Further, the government has announced a viability gap funding (VGF) support of Rs 36 billion to telecom operators for rolling out Wi-Fi services in villages that may not have been commercially viable initially. Private players have also been tasked to implement telecom infrastructure projects across the north-eastern states such as Manipur, Meghalaya, Mizoram, Nagaland, Sikkim and Tripura. In December 2017, Bharti Airtel signed an agreement with DoT and the USO Fund to facilitate the provision of mobile services in about 2,100 identified uncovered villages and national highways in the north-eastern states to boost connectivity. The project is expected to be completed by 2019 and the USO Fund will invest around Rs 16.1 billion to support Airtel in implementing the project. Vodafone India has also set up 4,000 data sites across Sikkim and West Bengal over the past one year to cover 19,000 towns for strengthening its network.

Clearly, market forces alone cannot enable operators to adequately serve such regions. The government should incentivise the private sector through VGF and land subsidies for establishing tower sites.

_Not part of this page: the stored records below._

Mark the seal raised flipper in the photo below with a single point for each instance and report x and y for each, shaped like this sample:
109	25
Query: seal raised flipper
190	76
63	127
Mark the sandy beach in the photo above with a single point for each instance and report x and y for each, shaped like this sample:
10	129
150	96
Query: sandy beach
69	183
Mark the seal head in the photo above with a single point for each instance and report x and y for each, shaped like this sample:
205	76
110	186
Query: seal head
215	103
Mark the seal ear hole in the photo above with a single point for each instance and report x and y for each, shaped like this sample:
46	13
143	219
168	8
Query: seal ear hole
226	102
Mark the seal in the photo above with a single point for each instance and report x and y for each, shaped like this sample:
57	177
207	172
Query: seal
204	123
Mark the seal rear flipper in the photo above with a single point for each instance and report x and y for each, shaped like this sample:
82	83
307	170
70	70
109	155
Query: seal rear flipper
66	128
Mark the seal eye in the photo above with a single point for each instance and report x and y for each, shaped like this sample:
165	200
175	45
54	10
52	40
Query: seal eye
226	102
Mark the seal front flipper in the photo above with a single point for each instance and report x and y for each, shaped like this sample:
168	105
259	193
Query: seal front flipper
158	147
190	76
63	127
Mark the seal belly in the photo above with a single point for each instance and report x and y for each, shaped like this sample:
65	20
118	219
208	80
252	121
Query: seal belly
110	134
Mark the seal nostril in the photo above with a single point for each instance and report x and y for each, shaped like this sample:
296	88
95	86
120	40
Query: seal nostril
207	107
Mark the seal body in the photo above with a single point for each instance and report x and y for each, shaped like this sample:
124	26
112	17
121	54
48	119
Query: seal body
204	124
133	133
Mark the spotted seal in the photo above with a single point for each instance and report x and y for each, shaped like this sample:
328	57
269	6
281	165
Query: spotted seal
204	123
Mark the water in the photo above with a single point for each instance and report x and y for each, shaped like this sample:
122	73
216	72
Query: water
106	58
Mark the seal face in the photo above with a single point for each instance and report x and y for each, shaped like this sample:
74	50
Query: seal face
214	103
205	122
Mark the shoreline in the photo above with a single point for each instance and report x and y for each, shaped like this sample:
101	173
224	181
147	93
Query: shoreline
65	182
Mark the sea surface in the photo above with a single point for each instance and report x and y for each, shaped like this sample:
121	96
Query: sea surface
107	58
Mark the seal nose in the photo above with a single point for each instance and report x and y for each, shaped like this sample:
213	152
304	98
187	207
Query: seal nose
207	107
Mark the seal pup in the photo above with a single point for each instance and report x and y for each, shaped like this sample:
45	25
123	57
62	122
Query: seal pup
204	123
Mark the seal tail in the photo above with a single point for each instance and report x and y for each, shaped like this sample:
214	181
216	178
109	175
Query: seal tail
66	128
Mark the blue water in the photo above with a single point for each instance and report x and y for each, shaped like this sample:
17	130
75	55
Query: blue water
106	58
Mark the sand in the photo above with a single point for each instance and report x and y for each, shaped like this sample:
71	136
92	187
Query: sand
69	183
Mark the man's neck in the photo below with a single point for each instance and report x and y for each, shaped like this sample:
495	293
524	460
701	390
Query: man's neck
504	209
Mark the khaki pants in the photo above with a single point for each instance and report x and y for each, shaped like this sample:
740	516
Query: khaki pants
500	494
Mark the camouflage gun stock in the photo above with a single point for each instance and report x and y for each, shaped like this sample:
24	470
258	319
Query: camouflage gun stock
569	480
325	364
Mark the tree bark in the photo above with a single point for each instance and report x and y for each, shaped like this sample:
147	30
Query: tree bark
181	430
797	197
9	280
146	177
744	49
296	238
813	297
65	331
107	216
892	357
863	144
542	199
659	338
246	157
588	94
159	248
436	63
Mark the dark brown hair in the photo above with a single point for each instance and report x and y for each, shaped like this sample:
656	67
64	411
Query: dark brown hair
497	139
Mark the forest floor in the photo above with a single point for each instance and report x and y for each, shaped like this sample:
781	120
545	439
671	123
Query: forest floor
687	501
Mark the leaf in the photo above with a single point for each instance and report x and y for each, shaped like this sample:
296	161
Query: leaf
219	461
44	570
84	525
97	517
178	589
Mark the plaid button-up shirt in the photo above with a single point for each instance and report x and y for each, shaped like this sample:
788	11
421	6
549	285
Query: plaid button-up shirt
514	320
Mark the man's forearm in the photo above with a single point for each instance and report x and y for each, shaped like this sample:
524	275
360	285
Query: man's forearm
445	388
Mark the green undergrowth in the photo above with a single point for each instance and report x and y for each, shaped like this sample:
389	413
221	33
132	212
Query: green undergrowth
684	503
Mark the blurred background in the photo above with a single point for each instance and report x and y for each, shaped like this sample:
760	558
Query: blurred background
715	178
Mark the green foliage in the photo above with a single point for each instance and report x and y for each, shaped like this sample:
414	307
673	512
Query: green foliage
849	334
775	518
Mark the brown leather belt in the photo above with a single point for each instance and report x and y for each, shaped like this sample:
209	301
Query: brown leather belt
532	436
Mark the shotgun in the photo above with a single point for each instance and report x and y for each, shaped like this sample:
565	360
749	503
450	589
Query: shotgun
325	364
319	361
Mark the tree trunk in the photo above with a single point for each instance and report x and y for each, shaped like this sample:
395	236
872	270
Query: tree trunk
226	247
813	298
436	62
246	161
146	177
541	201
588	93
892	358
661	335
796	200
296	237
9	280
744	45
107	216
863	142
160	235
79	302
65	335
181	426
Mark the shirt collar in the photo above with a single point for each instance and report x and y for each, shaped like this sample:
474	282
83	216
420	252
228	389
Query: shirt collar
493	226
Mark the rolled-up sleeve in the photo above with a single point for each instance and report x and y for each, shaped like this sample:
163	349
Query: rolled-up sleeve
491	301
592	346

Further,  public-private partnerships should be encouraged in order to develop rural telecom infrastructure.

Case for VSAT

Broadband connectivity in rural and remote areas can also be provided through satellite technology, known as very small aperture terminal (VSAT), which enables wireless connectivity through satellites. VSAT technology offers connectivity without geographical or location constraints and hence is an ideal option for rural areas. To this end, the government has planned to launch the GSAT-11 satellite in 2018, which will help provide broadband services in rural areas through satellite-based VSAT technology. Further, the government has allocated funds under the Union Budget 2018 for bandwidth upgradation at 302 VSAT sites, from the existing 512 kbps to 1 Mbps. However, the technology has garnered mixed reactions from various stakeholders, as satellite internet services are not as viable for the masses as they are for small and medium businesses since they require the deployment of indoor and outdoor units.

The way forward

The need for setting up telecom infrastructure in rural areas is important as the availability of comprehensive telecom services can result in better governance, telemedicine facilities and proliferation of e-education. It will also enable farmers to access wider markets, timely weather information and employment opportunities. As such, the development of rural telecom infrastructure needs to be the top priority of the government as this would help expedite the process of digitising India.